Email Address in Google Form

or to such other address as either Party may from time to time notify the other, and will be deemed to be properly delivered (a) immediately upon being served personally, (b) two days after being deposited with the postal service if served by registered mail, or (c) the following day after being deposited with an overnight courier.


INDEMNIFICATION

  1. Except to the extent paid in settlement from any applicable insurance policies, and to the extent permitted by applicable law, each Party agrees to indemnify and hold harmless the other Party, and its respective affiliates, officers, agents, employees, and permitted successors and assigns against any and all claims, losses, damages, liabilities, penalties, punitive damages, expenses, reasonable legal fees and costs of any kind or amount whatsoever, which result from or arise out of any act or omission of the indemnifying party, its respective affiliates, officers, agents, employees, and permitted successors and assigns that occurs in connection with this Agreement.
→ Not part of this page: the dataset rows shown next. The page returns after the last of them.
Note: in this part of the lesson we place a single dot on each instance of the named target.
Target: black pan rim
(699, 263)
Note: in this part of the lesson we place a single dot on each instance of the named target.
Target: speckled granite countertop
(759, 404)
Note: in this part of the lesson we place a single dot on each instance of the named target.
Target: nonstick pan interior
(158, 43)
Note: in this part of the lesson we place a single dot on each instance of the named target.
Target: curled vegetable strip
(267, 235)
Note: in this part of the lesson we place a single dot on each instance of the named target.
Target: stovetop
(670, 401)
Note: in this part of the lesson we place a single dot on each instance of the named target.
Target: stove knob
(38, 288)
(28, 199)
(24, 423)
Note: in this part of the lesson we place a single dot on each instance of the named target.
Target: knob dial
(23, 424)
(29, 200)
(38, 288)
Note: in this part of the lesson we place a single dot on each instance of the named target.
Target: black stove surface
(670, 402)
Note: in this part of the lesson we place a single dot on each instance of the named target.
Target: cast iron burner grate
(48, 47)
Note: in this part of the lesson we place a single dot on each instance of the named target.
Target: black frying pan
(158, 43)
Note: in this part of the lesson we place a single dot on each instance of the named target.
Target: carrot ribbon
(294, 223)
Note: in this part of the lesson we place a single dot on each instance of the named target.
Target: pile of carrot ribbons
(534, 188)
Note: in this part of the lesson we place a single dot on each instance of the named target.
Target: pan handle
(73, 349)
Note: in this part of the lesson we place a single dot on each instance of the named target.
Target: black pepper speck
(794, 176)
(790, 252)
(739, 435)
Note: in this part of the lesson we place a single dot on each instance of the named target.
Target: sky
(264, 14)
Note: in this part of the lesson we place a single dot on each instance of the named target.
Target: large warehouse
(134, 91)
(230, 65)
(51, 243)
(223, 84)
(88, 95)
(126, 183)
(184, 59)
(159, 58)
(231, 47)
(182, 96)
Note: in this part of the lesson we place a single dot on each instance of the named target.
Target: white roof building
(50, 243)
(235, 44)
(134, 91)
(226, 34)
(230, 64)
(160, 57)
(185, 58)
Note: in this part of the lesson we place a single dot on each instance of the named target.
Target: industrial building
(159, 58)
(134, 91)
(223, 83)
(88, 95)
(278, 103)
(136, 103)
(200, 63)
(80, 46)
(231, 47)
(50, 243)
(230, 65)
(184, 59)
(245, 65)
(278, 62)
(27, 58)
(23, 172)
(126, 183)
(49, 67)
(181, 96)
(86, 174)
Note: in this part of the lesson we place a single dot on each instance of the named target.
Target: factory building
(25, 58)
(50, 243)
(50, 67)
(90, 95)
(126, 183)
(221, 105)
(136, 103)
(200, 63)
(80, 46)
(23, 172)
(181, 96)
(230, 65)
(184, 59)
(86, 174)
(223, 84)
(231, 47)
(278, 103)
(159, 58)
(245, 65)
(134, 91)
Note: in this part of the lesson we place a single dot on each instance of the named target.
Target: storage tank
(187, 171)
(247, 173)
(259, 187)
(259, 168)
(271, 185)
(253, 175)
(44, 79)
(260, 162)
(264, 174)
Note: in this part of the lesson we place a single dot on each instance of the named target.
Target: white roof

This indemnification will survive the termination of this Agreement.


MODIFICATION OF AGREEMENT

  1. Any amendment or modification of this Agreement or additional obligation assumed by either Party in connection with this Agreement will only be binding if evidenced in writing signed by each Party or an authorized representative of each Party.


TIME OF THE ESSENCE

  1. Time is of the essence in this Agreement. No extension or variation of this Agreement will operate as a waiver of this provision.


ASSIGNMENT

  1. The Provider will not voluntarily, or by operation of law, assign or otherwise transfer its obligations under this Agreement without the prior written consent of the Nonprofit.


ENTIRE AGREEMENT

  1. It is agreed that there is no representation, warranty, collateral agreement or condition affecting this Agreement except as expressly provided in this Agreement.


ENUREMENT

  1. This Agreement will enure to the benefit of and be binding on the Parties and their respective heirs, executors, administrators and permitted successors and assigns.


TITLES/HEADINGS

  1. Headings are inserted for the convenience of the Parties only and are not to be considered when interpreting this Agreement.


GENDER

  1. Words in the singular mean and include the plural and vice versa. Words in the masculine mean and include the feminine and vice versa.


GOVERNING LAW

  1. This Agreement will be governed by and construed in accordance with the laws of the State of California.


SEVERABILITY

  1. In the event that any of the provisions of this Agreement are held to be invalid or unenforceable in whole or in part, all other provisions will nevertheless continue to be valid and enforceable with the invalid or unenforceable parts severed from the remainder of this Agreement.


WAIVER

  1. The waiver by either Party of a breach, default, delay or omission of any of the provisions of this Agreement by the other Party will not be construed as a waiver of any subsequent breach of the same or other provisions.